Il existe une large gamme de dispositifs  d’entrée destinés aux salariés présentant un handicap moteur (clavier pour une main, clavier à grandes touches…).

Logiciel


Le logiciel doit être adapté à la tâche à exécuter et d'un usage facile et adapté au niveau de connaissance et d'expérience de l'utilisateur.

Les systèmes informatiques doivent fournir aux travailleurs des indications sur leur déroulement et afficher l'information dans un format et à un rythme adaptés aux salariés.

La densité de l'information affichée doit être telle qu'elle ne soit pas perçue par l'utilisateur comme trop encombrée. Pour de nombreuses interfaces en mode caractère, une limite de 40 % de la surface de l'écran est convenable.

S'il est nécessaire d'afficher ou de manipuler des informations provenant de différentes sources, il convient d'envisager l'utilisation de plusieurs fenêtres ou d'une fenêtre unique contenant plusieurs entrée/sortie. En cas de multifenêtrage, il est  préférable d'avoir une juxtaposition des fenêtres plutôt qu'un recouvrement pour les salariés  débutants.

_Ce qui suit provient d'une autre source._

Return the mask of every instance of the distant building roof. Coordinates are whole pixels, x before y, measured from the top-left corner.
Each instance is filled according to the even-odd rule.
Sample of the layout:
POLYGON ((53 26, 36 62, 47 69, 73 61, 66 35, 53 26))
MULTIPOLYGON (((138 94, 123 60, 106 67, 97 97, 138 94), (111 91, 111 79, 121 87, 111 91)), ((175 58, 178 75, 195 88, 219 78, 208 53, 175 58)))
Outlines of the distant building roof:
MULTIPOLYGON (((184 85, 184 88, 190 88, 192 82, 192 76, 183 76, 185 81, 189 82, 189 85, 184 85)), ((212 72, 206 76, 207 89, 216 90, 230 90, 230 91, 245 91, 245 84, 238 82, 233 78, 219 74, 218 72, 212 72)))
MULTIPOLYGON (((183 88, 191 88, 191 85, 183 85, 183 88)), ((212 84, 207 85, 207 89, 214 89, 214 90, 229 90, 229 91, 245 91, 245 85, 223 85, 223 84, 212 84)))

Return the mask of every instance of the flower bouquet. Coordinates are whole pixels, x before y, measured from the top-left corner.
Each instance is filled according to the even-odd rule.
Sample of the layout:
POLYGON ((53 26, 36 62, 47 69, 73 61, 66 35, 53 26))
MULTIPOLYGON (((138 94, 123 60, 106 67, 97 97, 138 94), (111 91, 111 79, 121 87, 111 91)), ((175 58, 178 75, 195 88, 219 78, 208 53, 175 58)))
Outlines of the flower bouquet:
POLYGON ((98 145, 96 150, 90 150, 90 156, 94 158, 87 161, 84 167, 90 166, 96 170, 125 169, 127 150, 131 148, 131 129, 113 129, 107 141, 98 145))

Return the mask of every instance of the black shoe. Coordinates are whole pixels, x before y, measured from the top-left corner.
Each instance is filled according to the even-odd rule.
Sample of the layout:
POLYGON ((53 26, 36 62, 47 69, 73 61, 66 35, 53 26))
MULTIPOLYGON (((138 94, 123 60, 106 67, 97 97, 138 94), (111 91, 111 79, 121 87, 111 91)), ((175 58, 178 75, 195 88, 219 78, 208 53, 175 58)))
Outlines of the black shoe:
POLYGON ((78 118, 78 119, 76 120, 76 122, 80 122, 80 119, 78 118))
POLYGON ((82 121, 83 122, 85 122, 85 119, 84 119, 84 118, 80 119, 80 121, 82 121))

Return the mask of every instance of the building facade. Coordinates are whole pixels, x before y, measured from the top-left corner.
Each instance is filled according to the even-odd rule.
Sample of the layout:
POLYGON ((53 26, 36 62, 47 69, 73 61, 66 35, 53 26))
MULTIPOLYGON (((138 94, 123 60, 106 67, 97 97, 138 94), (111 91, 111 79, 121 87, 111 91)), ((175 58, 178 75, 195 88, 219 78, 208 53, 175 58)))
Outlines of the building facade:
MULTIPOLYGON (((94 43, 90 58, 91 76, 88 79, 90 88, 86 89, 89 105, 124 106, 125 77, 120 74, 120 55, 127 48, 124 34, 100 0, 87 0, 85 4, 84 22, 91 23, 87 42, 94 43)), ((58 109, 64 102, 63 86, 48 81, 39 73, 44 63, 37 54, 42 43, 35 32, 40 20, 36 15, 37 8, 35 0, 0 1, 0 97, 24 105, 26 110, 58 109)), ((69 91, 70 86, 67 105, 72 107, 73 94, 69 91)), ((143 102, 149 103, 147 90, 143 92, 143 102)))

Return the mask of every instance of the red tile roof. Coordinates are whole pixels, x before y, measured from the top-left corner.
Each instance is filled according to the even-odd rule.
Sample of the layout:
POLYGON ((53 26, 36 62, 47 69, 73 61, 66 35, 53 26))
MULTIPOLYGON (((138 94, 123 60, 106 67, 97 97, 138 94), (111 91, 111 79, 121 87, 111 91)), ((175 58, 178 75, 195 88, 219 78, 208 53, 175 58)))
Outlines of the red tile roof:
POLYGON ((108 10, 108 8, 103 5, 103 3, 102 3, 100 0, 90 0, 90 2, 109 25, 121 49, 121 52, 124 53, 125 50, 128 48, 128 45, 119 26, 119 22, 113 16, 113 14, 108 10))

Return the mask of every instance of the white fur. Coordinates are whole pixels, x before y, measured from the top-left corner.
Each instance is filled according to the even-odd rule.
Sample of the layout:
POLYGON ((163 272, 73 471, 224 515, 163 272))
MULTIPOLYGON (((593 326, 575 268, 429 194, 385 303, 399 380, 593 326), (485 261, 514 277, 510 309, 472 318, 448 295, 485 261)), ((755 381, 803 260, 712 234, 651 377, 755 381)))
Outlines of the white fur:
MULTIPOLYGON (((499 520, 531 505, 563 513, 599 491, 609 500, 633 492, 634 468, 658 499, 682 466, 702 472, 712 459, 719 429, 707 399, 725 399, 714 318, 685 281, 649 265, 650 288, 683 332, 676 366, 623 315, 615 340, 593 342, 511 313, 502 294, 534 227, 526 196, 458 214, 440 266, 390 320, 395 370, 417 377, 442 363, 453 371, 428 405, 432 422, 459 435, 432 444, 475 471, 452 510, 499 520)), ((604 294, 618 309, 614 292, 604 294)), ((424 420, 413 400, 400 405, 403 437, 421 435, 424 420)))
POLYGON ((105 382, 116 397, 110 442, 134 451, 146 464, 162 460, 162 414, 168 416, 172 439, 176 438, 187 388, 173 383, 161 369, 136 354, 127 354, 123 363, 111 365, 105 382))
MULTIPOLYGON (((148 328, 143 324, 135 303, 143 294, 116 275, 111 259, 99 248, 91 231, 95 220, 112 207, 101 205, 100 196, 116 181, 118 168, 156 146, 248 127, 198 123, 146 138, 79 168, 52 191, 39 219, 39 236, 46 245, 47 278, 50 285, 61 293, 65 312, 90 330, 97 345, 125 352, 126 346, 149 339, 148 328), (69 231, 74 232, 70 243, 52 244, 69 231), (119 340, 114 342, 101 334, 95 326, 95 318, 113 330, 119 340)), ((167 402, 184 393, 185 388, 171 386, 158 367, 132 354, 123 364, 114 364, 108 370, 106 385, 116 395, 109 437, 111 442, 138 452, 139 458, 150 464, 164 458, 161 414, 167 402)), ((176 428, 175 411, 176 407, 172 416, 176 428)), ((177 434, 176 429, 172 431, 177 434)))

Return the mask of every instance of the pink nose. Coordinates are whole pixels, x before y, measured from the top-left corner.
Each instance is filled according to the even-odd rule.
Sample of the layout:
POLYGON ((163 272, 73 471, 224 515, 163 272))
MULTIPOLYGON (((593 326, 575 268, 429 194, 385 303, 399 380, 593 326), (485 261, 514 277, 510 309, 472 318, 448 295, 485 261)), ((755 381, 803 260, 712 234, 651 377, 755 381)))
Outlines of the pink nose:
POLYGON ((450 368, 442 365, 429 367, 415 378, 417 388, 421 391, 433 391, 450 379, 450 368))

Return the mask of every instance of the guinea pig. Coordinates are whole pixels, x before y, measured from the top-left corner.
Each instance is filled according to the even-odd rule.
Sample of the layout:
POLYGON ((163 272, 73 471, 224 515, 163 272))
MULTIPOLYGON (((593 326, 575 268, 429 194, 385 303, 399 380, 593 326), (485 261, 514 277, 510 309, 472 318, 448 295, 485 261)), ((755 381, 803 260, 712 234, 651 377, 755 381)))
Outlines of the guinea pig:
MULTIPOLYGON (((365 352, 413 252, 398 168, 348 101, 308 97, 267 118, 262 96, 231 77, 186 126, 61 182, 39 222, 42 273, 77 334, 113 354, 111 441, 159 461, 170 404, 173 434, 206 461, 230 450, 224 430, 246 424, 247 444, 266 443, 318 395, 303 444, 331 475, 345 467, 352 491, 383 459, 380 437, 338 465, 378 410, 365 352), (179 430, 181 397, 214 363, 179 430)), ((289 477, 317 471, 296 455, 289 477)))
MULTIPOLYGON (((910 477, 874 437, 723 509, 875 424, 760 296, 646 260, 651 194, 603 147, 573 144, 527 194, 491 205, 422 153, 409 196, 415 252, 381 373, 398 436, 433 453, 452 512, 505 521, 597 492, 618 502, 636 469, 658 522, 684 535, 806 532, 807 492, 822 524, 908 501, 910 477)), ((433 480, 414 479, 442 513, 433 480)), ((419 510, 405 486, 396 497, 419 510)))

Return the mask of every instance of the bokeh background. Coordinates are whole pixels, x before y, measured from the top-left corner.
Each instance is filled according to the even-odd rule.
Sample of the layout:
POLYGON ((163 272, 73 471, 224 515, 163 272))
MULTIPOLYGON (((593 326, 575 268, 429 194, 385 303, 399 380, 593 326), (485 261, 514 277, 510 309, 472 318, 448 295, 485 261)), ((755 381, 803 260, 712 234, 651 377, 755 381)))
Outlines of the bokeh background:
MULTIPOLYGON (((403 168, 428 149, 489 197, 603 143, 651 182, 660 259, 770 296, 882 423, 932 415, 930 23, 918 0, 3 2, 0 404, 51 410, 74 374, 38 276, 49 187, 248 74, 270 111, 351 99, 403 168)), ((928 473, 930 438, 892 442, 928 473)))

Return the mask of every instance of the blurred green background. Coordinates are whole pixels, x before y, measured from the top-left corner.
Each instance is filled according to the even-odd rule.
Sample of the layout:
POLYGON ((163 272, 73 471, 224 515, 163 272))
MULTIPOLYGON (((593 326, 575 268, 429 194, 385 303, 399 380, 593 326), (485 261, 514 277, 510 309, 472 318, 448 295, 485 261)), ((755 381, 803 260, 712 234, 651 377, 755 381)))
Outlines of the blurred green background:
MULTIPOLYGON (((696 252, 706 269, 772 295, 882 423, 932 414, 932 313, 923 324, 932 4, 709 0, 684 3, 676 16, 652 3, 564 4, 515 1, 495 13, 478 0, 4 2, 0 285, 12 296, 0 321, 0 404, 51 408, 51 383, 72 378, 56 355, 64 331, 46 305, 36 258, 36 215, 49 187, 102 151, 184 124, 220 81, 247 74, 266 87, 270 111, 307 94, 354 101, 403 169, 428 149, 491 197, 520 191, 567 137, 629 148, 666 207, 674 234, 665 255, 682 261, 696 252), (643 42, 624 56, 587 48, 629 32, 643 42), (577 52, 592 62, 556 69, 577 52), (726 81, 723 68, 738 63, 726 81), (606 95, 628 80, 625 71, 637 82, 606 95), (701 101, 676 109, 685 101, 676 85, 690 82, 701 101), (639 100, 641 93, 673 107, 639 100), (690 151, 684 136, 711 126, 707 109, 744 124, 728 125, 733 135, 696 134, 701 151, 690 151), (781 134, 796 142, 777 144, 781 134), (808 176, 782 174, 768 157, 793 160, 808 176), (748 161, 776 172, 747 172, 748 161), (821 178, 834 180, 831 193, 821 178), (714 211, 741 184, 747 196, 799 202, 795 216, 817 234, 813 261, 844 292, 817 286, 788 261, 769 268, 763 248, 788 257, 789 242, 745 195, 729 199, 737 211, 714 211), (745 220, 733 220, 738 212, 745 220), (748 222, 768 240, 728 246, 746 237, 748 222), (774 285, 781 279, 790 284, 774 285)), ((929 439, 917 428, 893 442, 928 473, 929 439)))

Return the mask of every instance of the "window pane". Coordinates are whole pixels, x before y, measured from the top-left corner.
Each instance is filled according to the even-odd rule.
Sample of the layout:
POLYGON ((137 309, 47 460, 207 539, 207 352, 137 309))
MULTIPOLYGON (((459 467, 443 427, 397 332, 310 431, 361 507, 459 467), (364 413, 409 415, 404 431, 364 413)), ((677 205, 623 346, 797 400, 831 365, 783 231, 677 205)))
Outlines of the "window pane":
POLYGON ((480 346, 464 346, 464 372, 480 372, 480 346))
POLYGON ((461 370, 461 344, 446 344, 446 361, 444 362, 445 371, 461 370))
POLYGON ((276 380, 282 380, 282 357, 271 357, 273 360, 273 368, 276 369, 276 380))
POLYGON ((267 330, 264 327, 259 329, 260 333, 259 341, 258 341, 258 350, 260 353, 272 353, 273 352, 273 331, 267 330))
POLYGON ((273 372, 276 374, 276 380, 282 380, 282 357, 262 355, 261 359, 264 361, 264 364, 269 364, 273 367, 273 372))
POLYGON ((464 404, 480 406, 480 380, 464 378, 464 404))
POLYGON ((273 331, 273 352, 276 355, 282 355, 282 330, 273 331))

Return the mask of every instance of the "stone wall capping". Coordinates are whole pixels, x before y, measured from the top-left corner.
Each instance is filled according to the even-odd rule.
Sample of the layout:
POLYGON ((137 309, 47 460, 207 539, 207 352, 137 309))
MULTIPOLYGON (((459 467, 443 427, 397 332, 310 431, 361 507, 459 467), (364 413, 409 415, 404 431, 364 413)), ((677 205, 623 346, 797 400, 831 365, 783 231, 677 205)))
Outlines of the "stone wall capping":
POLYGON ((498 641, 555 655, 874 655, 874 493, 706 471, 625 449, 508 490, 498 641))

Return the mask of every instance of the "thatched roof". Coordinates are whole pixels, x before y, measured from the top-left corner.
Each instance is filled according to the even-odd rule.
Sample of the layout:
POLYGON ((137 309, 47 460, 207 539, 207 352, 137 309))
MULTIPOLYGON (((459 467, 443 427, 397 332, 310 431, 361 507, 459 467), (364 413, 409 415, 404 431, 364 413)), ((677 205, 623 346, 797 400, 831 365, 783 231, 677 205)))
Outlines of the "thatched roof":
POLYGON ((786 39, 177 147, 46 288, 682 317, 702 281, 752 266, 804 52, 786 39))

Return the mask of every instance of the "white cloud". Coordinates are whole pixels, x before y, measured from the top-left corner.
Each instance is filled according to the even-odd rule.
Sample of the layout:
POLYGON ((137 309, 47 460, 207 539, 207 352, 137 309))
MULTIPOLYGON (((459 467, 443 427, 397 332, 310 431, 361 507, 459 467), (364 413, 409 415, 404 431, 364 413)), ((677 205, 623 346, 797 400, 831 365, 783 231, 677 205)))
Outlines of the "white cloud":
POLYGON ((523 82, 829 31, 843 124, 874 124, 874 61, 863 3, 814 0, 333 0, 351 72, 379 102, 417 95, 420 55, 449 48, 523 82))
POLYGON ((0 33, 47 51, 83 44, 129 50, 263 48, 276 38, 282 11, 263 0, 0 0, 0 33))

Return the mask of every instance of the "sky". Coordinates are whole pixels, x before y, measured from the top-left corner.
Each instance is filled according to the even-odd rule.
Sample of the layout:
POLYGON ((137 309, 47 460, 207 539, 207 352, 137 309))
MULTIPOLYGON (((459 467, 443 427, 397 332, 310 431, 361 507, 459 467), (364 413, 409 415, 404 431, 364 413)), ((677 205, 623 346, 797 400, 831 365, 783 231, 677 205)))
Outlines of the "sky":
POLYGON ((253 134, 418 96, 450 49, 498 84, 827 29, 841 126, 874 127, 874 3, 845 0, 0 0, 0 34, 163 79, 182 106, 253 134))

Il convient que les messages d'erreur indiquent les éléments incorrects et les actions à entreprendre pour corriger les erreurs.

Si la réponse du système à l'exécution d'une option est retardée (plus de 3 s après initiation), il convient de fournir à l'utilisateur une indication l'informant que le système est en train de traiter la demande.

Si le document papier est utilisé comme source d'entrée dans l'ordinateur, il convient que l'écran destiné aux dialogues de type remplissage de formulaires soit conçu de manière cohérente avec la structure de ce document papier.